We passed through a gate and entered a thick forest of palmetto, palms, oaks and invasive species such as wild aster. The majority of plants in Florida today are introduced non-natives. We got to a spot on the trail the horses knew well and my horse, Cowboy, quivered with excitement. “OK, let’s go,” Buck called out, urging his roan into a fast gallop. Our horses followed suit, thundering down the sandy track.
Buck pulled up, waiting for the riders who preferred a slower pace. Two more times, we galloped through the forest before heading back to the stable. As I dismounted, muscles in my thighs protested loudly.
After lunch, we returned to Ponce Inlet for our final adventures. Ponce Inlet is home to Ponce Inlet Lighthouse and Museum, an impressive red monolith that has guided seamen for 124 years. I clambered up the 203 steps of the circular stairway. It left me breathless and so did the view.

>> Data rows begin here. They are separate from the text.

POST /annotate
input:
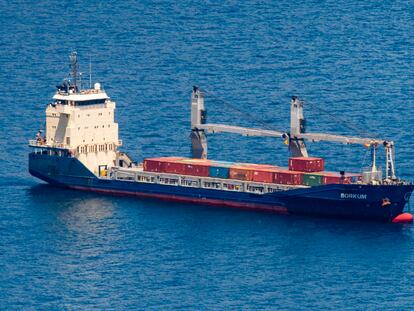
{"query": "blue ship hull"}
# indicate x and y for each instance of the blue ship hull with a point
(336, 200)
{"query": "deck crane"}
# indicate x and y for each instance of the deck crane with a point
(295, 137)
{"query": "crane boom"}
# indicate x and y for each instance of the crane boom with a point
(296, 137)
(245, 131)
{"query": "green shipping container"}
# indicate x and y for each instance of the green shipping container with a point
(312, 179)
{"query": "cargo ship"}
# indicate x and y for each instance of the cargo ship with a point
(80, 149)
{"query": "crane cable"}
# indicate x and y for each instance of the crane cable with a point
(267, 126)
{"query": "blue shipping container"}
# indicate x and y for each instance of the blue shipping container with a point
(219, 171)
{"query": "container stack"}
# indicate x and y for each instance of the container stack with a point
(302, 171)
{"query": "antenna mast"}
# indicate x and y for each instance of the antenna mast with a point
(90, 73)
(74, 68)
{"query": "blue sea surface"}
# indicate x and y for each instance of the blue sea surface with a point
(351, 61)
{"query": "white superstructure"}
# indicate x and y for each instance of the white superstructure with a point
(82, 123)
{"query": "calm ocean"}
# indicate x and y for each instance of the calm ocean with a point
(351, 61)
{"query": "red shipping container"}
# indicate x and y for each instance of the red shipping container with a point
(265, 175)
(176, 167)
(304, 164)
(197, 169)
(158, 164)
(286, 177)
(241, 173)
(336, 178)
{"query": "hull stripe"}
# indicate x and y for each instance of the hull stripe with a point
(165, 197)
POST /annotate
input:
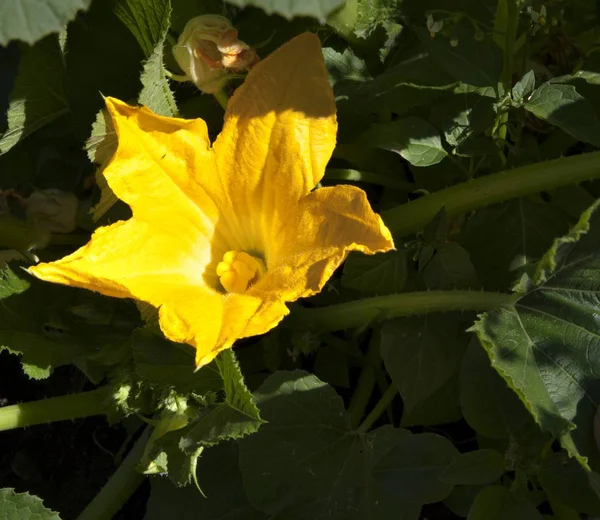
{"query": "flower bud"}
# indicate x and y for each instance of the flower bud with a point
(52, 209)
(208, 49)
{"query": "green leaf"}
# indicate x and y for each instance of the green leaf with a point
(544, 346)
(290, 8)
(234, 418)
(507, 237)
(307, 463)
(38, 96)
(221, 482)
(344, 67)
(381, 274)
(475, 468)
(498, 503)
(169, 364)
(490, 407)
(473, 63)
(407, 85)
(524, 86)
(450, 268)
(562, 106)
(76, 328)
(422, 354)
(149, 21)
(30, 20)
(99, 39)
(414, 139)
(10, 283)
(23, 506)
(563, 479)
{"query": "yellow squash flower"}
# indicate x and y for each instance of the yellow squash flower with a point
(223, 236)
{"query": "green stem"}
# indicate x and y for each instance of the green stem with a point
(366, 382)
(491, 189)
(357, 313)
(380, 407)
(54, 409)
(222, 97)
(121, 485)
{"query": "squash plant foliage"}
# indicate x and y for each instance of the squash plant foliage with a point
(455, 375)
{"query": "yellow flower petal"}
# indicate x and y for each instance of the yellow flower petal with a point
(278, 135)
(131, 259)
(326, 225)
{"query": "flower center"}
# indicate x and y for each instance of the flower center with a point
(238, 270)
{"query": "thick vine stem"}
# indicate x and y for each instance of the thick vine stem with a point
(63, 408)
(359, 312)
(491, 189)
(121, 485)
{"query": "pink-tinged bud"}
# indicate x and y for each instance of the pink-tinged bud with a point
(208, 49)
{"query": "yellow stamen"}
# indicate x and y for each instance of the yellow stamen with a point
(238, 270)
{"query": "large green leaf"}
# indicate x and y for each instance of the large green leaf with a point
(499, 503)
(507, 237)
(562, 106)
(307, 463)
(291, 8)
(422, 354)
(38, 96)
(149, 21)
(23, 506)
(563, 479)
(30, 20)
(547, 346)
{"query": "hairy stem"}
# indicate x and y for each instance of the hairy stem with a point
(366, 382)
(121, 485)
(54, 409)
(491, 189)
(360, 312)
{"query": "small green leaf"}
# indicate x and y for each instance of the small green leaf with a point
(38, 96)
(475, 468)
(30, 20)
(234, 418)
(563, 479)
(319, 9)
(219, 479)
(471, 62)
(542, 347)
(162, 362)
(524, 86)
(10, 283)
(149, 21)
(381, 274)
(23, 506)
(450, 268)
(498, 503)
(422, 354)
(562, 106)
(414, 139)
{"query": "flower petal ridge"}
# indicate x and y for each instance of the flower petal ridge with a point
(223, 236)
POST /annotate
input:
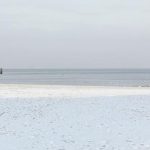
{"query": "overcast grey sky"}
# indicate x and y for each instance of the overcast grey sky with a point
(75, 33)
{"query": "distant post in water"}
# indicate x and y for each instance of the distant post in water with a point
(1, 71)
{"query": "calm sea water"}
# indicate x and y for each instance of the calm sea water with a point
(102, 77)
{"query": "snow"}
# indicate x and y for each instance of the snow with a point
(69, 122)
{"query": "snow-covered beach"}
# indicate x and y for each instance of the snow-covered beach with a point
(44, 117)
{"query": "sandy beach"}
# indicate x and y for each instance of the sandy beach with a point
(61, 91)
(42, 117)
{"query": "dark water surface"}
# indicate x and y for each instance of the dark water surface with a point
(101, 77)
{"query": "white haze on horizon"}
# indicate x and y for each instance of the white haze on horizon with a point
(75, 34)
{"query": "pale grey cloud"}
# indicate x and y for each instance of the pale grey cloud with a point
(74, 34)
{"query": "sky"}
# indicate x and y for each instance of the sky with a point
(75, 34)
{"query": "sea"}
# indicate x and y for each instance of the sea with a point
(90, 77)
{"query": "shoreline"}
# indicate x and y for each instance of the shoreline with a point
(68, 91)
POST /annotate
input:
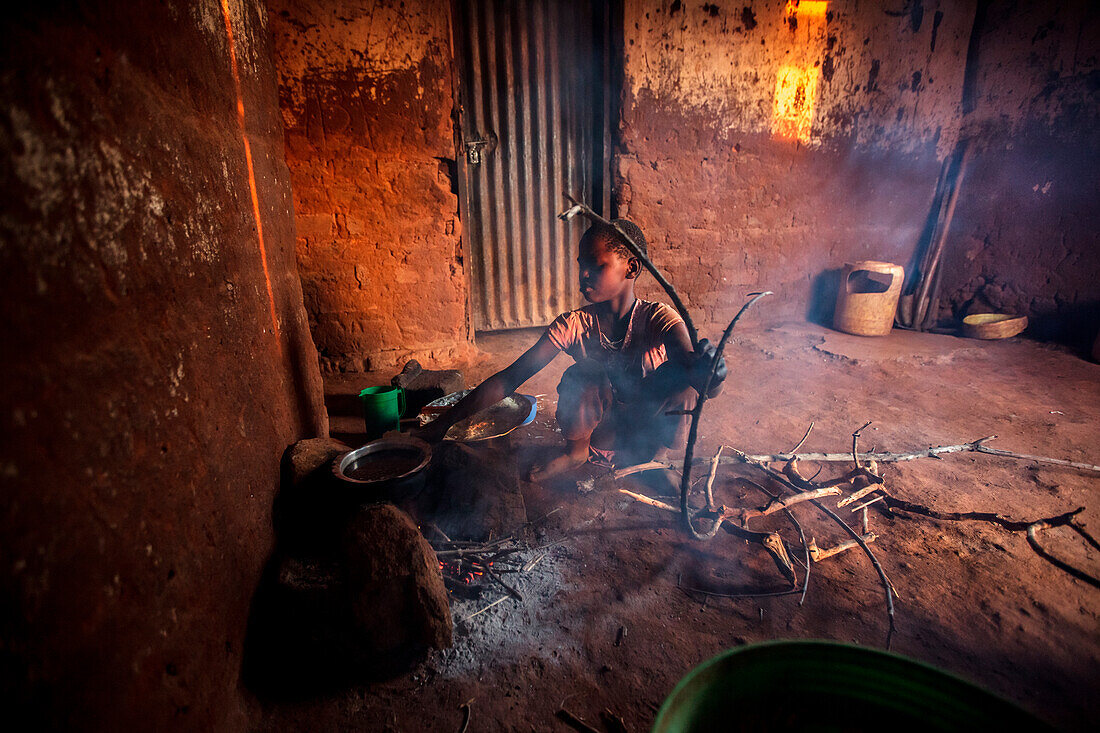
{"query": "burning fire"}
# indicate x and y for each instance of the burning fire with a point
(465, 571)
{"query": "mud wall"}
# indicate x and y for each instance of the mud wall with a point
(763, 144)
(1026, 234)
(156, 359)
(366, 99)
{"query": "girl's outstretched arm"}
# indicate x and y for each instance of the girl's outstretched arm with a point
(492, 390)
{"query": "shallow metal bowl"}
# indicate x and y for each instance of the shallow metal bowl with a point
(419, 452)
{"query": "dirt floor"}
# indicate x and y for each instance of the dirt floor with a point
(603, 624)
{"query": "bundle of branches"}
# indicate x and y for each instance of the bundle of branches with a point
(862, 482)
(860, 488)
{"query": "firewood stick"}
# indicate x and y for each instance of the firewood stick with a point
(883, 457)
(799, 484)
(787, 502)
(1033, 540)
(620, 473)
(818, 555)
(710, 479)
(857, 495)
(696, 413)
(574, 722)
(868, 503)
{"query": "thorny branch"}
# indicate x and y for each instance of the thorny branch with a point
(862, 480)
(879, 457)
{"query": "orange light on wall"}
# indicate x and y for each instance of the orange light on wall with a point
(252, 174)
(795, 94)
(807, 8)
(796, 85)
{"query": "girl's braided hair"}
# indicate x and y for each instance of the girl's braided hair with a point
(614, 240)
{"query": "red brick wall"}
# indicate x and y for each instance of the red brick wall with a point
(156, 362)
(366, 99)
(732, 206)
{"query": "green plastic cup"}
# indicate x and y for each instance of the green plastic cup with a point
(382, 409)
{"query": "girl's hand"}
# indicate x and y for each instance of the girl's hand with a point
(431, 433)
(702, 361)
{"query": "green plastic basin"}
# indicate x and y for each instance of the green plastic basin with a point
(828, 686)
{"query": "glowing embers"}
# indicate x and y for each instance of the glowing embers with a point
(795, 94)
(796, 84)
(464, 577)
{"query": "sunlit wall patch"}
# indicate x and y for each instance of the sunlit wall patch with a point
(795, 97)
(795, 94)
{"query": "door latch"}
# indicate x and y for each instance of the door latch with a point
(474, 151)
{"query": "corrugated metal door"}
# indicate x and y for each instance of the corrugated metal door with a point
(532, 120)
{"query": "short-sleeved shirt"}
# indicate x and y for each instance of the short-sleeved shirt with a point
(641, 350)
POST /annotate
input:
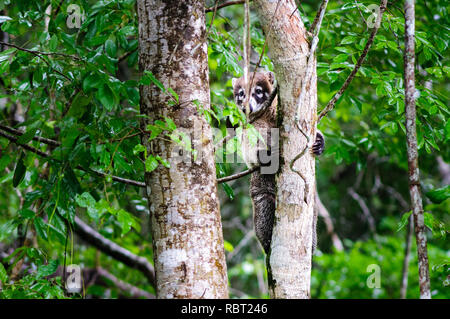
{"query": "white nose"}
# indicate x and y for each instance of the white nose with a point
(253, 105)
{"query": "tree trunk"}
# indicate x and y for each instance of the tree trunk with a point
(413, 155)
(289, 263)
(186, 227)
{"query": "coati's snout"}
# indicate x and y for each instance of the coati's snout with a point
(262, 86)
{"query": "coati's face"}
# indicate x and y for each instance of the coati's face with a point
(260, 91)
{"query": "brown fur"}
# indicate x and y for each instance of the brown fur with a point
(262, 186)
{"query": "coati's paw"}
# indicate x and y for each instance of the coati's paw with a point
(319, 145)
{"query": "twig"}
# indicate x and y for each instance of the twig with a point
(126, 55)
(305, 81)
(24, 146)
(319, 16)
(247, 48)
(45, 155)
(226, 4)
(323, 212)
(36, 138)
(310, 64)
(264, 47)
(364, 208)
(115, 178)
(237, 175)
(360, 61)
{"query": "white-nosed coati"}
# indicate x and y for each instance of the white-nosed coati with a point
(263, 119)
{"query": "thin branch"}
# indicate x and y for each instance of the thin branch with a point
(45, 155)
(309, 69)
(360, 61)
(36, 138)
(223, 5)
(39, 53)
(405, 267)
(126, 55)
(124, 286)
(305, 81)
(264, 48)
(360, 13)
(24, 146)
(364, 208)
(319, 16)
(110, 248)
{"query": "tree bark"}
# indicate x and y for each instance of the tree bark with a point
(186, 227)
(289, 262)
(412, 150)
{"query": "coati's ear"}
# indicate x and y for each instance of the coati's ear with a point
(271, 77)
(233, 82)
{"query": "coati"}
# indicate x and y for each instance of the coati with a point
(262, 186)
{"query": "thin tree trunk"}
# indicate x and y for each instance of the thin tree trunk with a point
(289, 262)
(186, 227)
(323, 212)
(413, 163)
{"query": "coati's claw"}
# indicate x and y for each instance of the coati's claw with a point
(319, 145)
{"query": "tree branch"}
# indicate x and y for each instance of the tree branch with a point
(45, 155)
(226, 4)
(360, 61)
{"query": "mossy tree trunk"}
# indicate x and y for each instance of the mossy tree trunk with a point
(186, 227)
(289, 263)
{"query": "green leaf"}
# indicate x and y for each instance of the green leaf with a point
(3, 274)
(151, 163)
(41, 228)
(164, 162)
(19, 172)
(228, 190)
(439, 195)
(139, 148)
(106, 96)
(170, 124)
(4, 19)
(126, 221)
(348, 39)
(47, 270)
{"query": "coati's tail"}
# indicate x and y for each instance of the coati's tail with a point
(262, 192)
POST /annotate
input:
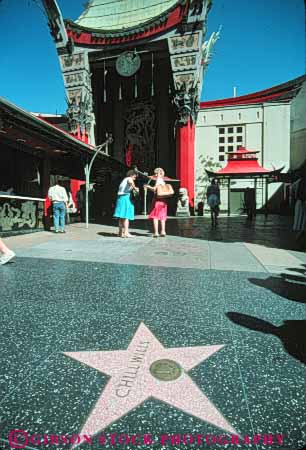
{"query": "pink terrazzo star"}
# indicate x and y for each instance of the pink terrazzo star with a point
(132, 382)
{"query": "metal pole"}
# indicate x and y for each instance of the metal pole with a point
(266, 199)
(228, 196)
(87, 170)
(86, 196)
(145, 202)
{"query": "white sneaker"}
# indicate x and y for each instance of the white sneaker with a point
(7, 257)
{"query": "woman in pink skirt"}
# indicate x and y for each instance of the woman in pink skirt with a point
(158, 211)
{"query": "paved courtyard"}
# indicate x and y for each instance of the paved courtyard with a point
(192, 341)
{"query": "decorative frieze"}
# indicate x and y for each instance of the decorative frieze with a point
(189, 42)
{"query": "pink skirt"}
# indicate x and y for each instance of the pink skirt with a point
(159, 210)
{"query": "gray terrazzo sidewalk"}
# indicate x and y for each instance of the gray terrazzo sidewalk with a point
(189, 245)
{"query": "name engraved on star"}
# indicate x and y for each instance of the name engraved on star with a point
(127, 379)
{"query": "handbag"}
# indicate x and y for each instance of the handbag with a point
(164, 191)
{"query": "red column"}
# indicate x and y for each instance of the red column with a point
(185, 144)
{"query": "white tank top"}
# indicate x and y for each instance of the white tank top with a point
(124, 187)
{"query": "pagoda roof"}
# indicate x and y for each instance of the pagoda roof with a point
(42, 139)
(120, 15)
(243, 164)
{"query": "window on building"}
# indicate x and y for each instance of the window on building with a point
(230, 138)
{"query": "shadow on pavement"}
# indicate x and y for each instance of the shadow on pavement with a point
(291, 333)
(290, 286)
(272, 231)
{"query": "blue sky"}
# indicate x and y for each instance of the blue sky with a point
(262, 44)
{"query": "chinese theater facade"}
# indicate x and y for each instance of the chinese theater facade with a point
(135, 69)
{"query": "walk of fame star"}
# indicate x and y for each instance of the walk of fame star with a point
(147, 369)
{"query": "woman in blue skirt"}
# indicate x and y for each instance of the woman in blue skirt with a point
(124, 210)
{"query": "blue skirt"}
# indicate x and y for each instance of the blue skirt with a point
(213, 201)
(124, 207)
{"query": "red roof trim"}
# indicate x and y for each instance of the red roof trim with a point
(86, 38)
(281, 90)
(44, 119)
(243, 100)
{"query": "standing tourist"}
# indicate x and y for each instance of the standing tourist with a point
(159, 208)
(6, 253)
(298, 192)
(58, 195)
(213, 200)
(250, 202)
(125, 210)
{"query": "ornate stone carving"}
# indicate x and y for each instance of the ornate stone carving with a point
(196, 7)
(18, 215)
(186, 105)
(182, 209)
(79, 112)
(140, 133)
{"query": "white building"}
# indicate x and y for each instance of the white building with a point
(272, 122)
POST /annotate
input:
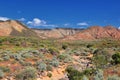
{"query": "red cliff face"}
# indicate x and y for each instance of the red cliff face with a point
(96, 32)
(15, 28)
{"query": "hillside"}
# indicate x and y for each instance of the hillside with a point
(15, 28)
(56, 33)
(96, 32)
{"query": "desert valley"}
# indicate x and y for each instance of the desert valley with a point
(59, 53)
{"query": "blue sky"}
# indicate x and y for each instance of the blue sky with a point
(62, 13)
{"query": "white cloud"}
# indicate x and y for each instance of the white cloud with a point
(119, 27)
(38, 22)
(82, 24)
(4, 18)
(22, 19)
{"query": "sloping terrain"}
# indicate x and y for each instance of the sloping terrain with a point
(56, 33)
(15, 28)
(96, 32)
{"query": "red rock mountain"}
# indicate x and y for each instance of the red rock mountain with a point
(15, 28)
(56, 33)
(96, 32)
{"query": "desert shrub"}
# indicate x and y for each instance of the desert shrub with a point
(1, 74)
(114, 77)
(5, 69)
(53, 51)
(85, 78)
(65, 58)
(27, 55)
(99, 75)
(74, 74)
(41, 66)
(54, 62)
(17, 56)
(29, 73)
(6, 58)
(116, 58)
(100, 58)
(64, 46)
(49, 75)
(49, 68)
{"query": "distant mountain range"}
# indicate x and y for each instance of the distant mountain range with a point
(16, 28)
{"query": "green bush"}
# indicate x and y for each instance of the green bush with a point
(74, 74)
(116, 58)
(99, 75)
(54, 62)
(49, 68)
(85, 78)
(5, 69)
(41, 66)
(1, 74)
(64, 46)
(65, 57)
(29, 73)
(53, 51)
(49, 75)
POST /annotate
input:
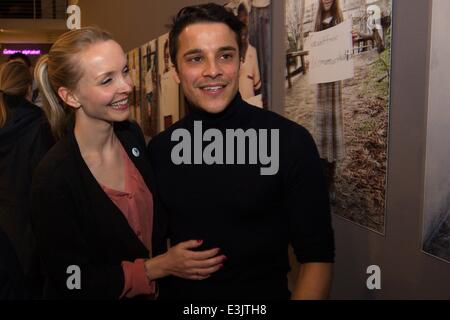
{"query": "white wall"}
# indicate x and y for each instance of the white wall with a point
(437, 172)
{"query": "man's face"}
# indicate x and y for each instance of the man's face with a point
(208, 65)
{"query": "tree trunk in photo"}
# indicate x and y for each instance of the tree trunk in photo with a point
(302, 17)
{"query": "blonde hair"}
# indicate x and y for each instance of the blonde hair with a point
(60, 68)
(336, 13)
(15, 80)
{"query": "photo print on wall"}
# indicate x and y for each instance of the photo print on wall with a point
(338, 56)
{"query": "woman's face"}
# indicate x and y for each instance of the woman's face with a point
(327, 4)
(104, 88)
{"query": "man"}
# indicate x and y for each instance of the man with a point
(249, 211)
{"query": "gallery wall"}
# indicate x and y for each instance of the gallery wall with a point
(132, 22)
(406, 272)
(437, 179)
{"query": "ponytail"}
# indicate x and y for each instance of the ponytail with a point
(59, 68)
(15, 80)
(3, 112)
(52, 104)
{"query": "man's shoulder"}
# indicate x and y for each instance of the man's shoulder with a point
(275, 120)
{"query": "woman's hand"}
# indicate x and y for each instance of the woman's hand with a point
(181, 261)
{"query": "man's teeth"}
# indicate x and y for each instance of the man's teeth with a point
(213, 88)
(120, 103)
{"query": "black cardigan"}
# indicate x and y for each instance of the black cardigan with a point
(24, 140)
(76, 223)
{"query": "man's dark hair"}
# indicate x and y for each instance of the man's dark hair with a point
(21, 56)
(209, 13)
(242, 9)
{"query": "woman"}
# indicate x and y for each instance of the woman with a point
(329, 127)
(93, 192)
(24, 139)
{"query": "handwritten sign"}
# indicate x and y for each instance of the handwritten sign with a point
(330, 53)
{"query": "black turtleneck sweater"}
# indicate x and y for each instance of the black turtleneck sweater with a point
(251, 217)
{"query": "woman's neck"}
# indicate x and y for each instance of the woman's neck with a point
(327, 14)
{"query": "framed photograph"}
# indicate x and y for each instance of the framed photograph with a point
(436, 212)
(338, 57)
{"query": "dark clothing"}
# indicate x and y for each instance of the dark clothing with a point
(76, 223)
(12, 286)
(251, 217)
(24, 140)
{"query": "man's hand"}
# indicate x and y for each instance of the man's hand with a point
(313, 281)
(185, 263)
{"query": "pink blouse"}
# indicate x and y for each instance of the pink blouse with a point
(136, 204)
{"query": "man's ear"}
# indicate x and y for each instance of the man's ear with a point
(68, 97)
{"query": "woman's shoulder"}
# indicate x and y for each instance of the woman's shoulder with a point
(56, 164)
(129, 130)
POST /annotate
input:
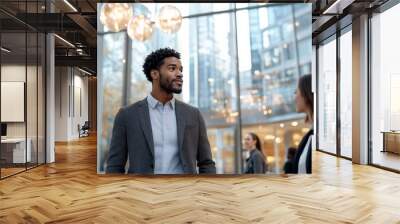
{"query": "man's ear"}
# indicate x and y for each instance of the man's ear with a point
(154, 74)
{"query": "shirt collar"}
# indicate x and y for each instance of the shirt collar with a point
(153, 102)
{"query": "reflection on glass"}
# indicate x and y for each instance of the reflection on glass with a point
(346, 95)
(327, 97)
(32, 101)
(15, 150)
(385, 85)
(112, 71)
(268, 50)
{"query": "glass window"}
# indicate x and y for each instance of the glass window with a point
(346, 94)
(327, 96)
(207, 45)
(385, 84)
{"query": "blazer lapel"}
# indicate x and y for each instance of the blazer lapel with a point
(146, 125)
(180, 123)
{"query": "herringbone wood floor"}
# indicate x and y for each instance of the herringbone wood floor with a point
(70, 191)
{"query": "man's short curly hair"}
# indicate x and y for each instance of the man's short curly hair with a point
(156, 58)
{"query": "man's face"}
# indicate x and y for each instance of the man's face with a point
(171, 75)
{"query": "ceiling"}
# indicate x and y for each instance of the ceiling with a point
(77, 25)
(331, 15)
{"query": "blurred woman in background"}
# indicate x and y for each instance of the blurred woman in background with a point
(256, 161)
(304, 99)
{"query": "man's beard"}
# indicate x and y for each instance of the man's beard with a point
(169, 86)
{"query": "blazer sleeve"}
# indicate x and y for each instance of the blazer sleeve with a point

Then it was on to parasailing. We motored out of the inlet into the ocean. Crew members sent a parachute with a giant yellow smiley face billowing behind the boat. Then they outfitted two of us in harnesses and life jackets and clipped us to a rather flimsy looking board. As they played out the rope, we lifted up effortlessly. At first, we hovered 20 feet or so above the water. Once the rope stopped, we climbed steadily — 50 feet, 100 feet, 200 feet, 400 feet. It was amazingly quiet and peaceful and I felt unafraid (amazing for someone fearful of heights). The views were spectacular: broad expanses of beach, high-rise hotels, boats buzzing in the water below us.
The boat made a couple of large, lazy arcs as we floated effortlessly above. Soon the crew reeled in the rope and we began losing altitude. As easily as we rose, we floated down. Before we knew it, we stood on the deck, grinning and giving each other high-fives.
As we packed up the motorhome for home, we reflected on our adventures. We know we’ll be back to Daytona Beach soon — exploring even more of its wild side.